Il faut changer le logiciel…

Non encartée mais le bulletin de vote à gauche, plus particulièrement au PS, je dis : il y a urgence. En effet depuis le lendemain de l’élection présidentielle, nous avons entendu le même refrain entonné sur tous les rythmes…« il faut changer le logiciel…. Si nous ne changeons pas profondément notre logiciel… il faut changer de logiciel pour modifier l’avenir ». Quelle exécrable expression!

Non encartée mais le bulletin de vote à gauche, plus particulièrement au PS, je dis : il y a urgence. En effet depuis le lendemain de l’élection présidentielle, nous avons entendu le même refrain entonné sur tous les rythmes…« il faut changer le logiciel…. Si nous ne changeons pas profondément notre logiciel… il faut changer de logiciel pour modifier l’avenir ». Quelle exécrable expression! Bien que nous vivions à l’ère numérique, il n’en reste pas moins que l’humain reste essentiel (notamment pour mettre le logiciel au point).

Qu'est-ce qu’on a fait des codes
De ce satané logiciel,
On les a égarés
Oui on sait on perd tout mais ce qu’on veut pas
C'est qu'on se moque de nous

OH! HÉ! HEIN! BON!

 

Vous ne savez-pas comment vous y prendre pour les récupérer ? C’est très simple. Faites comme les électeurs potentiels de base, programmez en langage simple.
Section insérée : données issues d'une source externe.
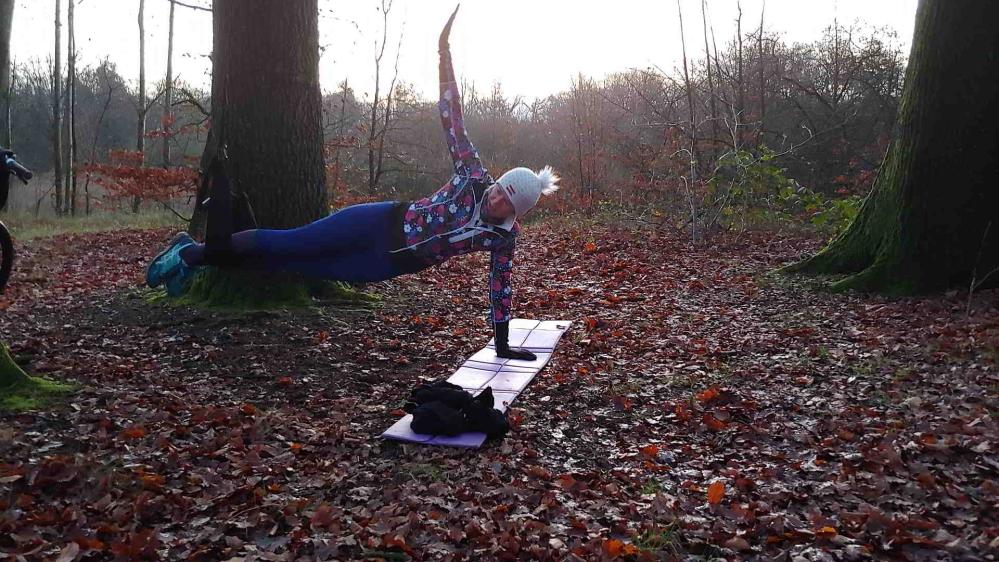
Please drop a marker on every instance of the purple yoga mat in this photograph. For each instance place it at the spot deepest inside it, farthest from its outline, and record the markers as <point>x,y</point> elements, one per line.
<point>507,377</point>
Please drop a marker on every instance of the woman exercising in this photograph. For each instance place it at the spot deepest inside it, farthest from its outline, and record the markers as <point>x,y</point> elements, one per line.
<point>379,241</point>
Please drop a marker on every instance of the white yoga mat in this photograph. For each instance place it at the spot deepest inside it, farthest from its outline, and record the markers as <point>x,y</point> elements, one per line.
<point>507,377</point>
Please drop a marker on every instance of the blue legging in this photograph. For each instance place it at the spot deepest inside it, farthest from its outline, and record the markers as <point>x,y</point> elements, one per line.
<point>350,245</point>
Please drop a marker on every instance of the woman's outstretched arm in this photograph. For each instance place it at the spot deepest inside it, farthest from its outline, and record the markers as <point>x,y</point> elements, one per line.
<point>463,153</point>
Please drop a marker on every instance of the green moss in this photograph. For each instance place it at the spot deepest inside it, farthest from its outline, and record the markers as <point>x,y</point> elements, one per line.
<point>242,290</point>
<point>32,393</point>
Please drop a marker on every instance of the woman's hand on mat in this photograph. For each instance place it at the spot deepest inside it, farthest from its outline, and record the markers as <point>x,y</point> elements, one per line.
<point>443,44</point>
<point>508,353</point>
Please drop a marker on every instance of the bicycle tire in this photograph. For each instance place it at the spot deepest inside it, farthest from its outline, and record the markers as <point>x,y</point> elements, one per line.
<point>6,256</point>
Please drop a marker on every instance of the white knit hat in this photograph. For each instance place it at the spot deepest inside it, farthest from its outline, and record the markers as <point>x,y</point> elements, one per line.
<point>523,187</point>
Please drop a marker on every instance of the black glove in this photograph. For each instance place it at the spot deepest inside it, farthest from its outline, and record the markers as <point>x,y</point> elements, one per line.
<point>503,346</point>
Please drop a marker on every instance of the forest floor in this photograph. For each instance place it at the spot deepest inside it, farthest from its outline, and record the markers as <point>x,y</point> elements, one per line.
<point>698,408</point>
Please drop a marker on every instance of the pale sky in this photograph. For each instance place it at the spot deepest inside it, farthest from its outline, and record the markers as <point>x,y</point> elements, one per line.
<point>532,47</point>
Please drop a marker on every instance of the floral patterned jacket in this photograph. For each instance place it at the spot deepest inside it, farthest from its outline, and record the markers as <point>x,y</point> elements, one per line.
<point>448,223</point>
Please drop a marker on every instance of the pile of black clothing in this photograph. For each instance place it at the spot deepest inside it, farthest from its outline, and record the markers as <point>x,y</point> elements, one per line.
<point>442,408</point>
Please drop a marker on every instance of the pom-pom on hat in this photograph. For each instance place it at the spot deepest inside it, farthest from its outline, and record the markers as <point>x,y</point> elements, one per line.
<point>524,187</point>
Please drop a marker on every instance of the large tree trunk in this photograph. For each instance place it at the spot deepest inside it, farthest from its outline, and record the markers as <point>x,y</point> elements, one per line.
<point>168,95</point>
<point>57,109</point>
<point>266,106</point>
<point>6,23</point>
<point>143,107</point>
<point>71,112</point>
<point>10,373</point>
<point>932,220</point>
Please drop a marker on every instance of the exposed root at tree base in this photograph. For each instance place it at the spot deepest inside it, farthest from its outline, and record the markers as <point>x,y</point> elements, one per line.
<point>243,290</point>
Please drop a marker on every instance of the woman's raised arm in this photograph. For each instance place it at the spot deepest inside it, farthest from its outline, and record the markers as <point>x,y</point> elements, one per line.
<point>463,153</point>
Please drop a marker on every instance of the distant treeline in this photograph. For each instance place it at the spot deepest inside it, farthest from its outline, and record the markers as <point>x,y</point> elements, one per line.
<point>823,110</point>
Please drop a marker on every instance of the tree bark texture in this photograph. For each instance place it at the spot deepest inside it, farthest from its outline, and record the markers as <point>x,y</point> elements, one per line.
<point>57,109</point>
<point>6,24</point>
<point>931,221</point>
<point>267,109</point>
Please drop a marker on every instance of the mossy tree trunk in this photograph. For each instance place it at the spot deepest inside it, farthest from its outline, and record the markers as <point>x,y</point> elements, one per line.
<point>267,106</point>
<point>931,221</point>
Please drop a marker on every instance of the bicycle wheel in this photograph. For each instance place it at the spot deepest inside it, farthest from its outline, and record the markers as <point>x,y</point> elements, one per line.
<point>6,256</point>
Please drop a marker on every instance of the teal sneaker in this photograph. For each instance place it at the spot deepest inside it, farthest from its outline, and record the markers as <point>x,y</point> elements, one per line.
<point>168,260</point>
<point>179,278</point>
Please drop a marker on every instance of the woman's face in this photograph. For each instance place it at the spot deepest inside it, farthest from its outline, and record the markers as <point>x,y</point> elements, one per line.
<point>498,205</point>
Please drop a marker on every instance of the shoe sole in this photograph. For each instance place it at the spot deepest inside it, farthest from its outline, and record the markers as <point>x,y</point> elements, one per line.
<point>173,242</point>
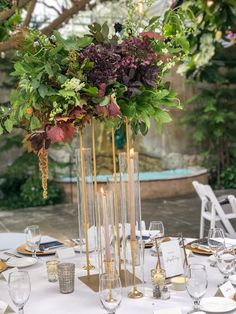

Qui peut programmer ? Tout le monde ! Oubliez primaires ou autre personnage miracle à sortir d’un chapeau, mettez en route la réunification et passez aux travaux pratiques. Par exemple en utilisant la force virtuelle issue des débats participatifs de Désirs d’Avenir (parce qu'ils sont les plus anciens et pour faire un clin d'oeil à Pénélope) afin d’imposer l’ouverture des fédérations, sections, courants ainsi que le dépoussiérage de combats d’arrière-garde voire la destruction de certains prés carrés. Elle a fait ses preuves la force virtuelle. Facilement mobilisable, essentiellement jeune, elle peut aider le PS à dynamiser ses troupes dont les têtes de ligne qui y croient encore et qui ferraillent, seules, dans les assemblées souvent fort tard dans la nuit : M. Alain Vidalies pour son exceptionnelle présence et souvent soutenu par sa collègue de chez les Verts, Martine Billard. Cela serait aussi la fin de ces débats iniques que le citoyen ne peut pas suivre parce qu’ils ont lieu à 3 heures du matin alors que la majorité UMP et consorts communiquent aux journaux des 13 et 20 heures.

 

 

Quel langage, quels outils ?

Le PS n’a pas à utiliser un langage précis ni la langue de bois mais à s’appuyer sur les collectivités régionales, surtout quand elles sont efficaces. Un langage qui crée des passerelles entre régions. C’est par le maillage au plus près du terrain qu’on évalue le mieux les difficultés des Français afin de les résoudre. Et ce n’est que de ces viviers d’expérience que pourront émerger les futurs ministrables.
La triangulation, en politique, consiste à s’approprier un ou plusieurs thèmes clés de l’adversaire avec pour objectif de lui nier toute spécificité, toute identité, toute chasse gardée.
L’actuel président fait ou fait croire qu’il va réaliser concrètement tout ce que vous avez toujours dit vouloir faire…
Mais que lui opposez-vous sinon une faune terrifiante de bons sentiments, de pensée unique (le logiciel, la remise au travail du PS, le vote utile).
Par la caricature, vous vous êtes décrédibilisés quand par l’outrance vous vous êtes ridiculisés.

 


Publier le logiciel
C’est la partie la plus complexe mais payante le plus souvent : vous avez le site internet, un journal (il va falloir quand même un peu dépoussiérer), les blogs, essayer Facebook ou Twitter à condition de ne pas déléguer à l’attaché parlementaire, les débats sur le terrain et fuir le clientélisme. Ensuite c’est à vous d’innover, on ne va pas tout vous mâcher non plus !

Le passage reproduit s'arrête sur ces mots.